By Crisan Evans
Over the years I’ve watched developed nations continuously rising and aiming to achieve the future that we (the rest of the world) have been envisioning for many years – a future where robots walk among men and cars take to the skies. Though this future is still but a long awaited dream, developed countries continue to strive to make this dream a reality.
However, on the other side, what is happening with developing nations? Why are they stagnant? Why do they continue to depend on the technological advancements of developed nations for a future, instead of creating the future with their own hands?
I completely understand the idea that they lack the necessary resources that they need to move forward, but I believe that the developing nations should stop solely relying on the developed world and seek to become trendsetters and join the race to the future.
On Tuesday, September 29th, Prime Minister Andrew Holness called on world leaders to assist developing nations to improve their digital capabilities. I believe that this is the first step to a new beginning – seeking help. Since COVID-19, more than ever, the world has been dependent on digital technology, and this only shows the differences in technological capabilities between the developed and developing nations. The developed world has done so much, and it is time for us, as a developing nations to step up and become great innovators. We’ve been aiming for the future but not moving towards it because we are so reliant on the developed nations whose successes we ‘piggy-back’ on.
We have not created any technology that can be of use to the world. Thus, we remain reliant on the technologies created by developed nations. Don’t you believe that it is time that we do? Technological giants such as Apple, Alphabet Inc, Facebook, Amazon, and Microsoft have been making strides in the United States in creating new technologies that drive the world forward, whether it be through e-commerce, transportation, robotics, or artificial intelligence.

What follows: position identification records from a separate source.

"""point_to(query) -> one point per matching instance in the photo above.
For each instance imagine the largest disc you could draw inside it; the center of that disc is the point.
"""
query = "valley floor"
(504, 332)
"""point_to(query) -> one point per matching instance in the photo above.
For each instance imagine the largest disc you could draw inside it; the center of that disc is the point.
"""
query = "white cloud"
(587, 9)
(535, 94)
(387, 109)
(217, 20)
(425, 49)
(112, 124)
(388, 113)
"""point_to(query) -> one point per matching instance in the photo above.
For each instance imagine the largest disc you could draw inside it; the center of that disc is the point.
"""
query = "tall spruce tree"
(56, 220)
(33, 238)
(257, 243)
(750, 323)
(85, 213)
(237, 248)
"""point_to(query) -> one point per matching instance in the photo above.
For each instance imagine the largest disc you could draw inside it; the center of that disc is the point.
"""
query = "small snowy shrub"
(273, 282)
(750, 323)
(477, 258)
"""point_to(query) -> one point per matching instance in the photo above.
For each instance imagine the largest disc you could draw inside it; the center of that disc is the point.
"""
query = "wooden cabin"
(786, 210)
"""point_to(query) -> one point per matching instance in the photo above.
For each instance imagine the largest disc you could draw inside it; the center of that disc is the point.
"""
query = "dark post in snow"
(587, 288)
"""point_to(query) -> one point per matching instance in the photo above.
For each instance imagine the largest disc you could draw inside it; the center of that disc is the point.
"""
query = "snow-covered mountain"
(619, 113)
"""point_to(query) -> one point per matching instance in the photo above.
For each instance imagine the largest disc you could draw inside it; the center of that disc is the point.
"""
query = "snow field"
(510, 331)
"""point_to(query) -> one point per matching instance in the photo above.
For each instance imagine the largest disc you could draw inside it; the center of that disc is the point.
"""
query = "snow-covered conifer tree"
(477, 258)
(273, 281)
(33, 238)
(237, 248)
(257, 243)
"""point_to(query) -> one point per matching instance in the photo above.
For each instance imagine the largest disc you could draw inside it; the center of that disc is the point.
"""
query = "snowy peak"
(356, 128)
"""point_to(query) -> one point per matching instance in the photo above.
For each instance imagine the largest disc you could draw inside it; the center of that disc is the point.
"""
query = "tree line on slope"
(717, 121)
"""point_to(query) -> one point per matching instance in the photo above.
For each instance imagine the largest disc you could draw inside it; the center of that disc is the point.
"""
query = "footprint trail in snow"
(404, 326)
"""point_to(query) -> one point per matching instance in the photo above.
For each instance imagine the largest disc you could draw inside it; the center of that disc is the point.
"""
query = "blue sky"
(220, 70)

Da-Jiang Innovations (DJI) Technology, a Chinese company, took the world by storm when they launched their drones and camera technologies, and now they own 74% of the world’s consumer market, as of 2018. We have the human resources that are capable to push us forward and leave a behemoth footprint in the new world of technological advancement. We just need to make the first step towards becoming not just an ideological nation but also a technology-driven one.
I believe that we, as developing nations, need to create a collective Research and Development Ministry, whose mandate is to drive the technological divide between the developing and the developed nations to an end. This sector would be responsible specifically for researching and developing various technologies, whether it be for transportation, e-commerce, agriculture, medicine, or data-security. This might sound like a joke to some people as they believe that small developing countries such as Jamaica are too poor and should be focusing more on getting the latest technologies.
Through this action, I believe that we will take a step away from being dependent on developed nations and become a nation that others can also depend on because of our technological advancement. Just imagine: Jamaica creating a social media network that rivals both Facebook and Instagram? Or creating an electricity-run car that rivals Tesla’s electric cars. Is something like this possible? Yes, it is.
Instagram was created with limited resources and it was able to grow until it became a prime competitor to both Facebook and Snapchat. The internet has made the same technologies, resources, and software available to us as to any other country. All we need to do is to utilize them in the same way. We can become pioneers if we strive for it instead of becoming reliant.
Crisan Evans is a content creator and journalist whose passion lies in unravelling stories, reading, and writing poetry and other creatives. She completed her studies in Journalism at CARIMAC, UWI and wants to contribute to changes in society through her journalism career.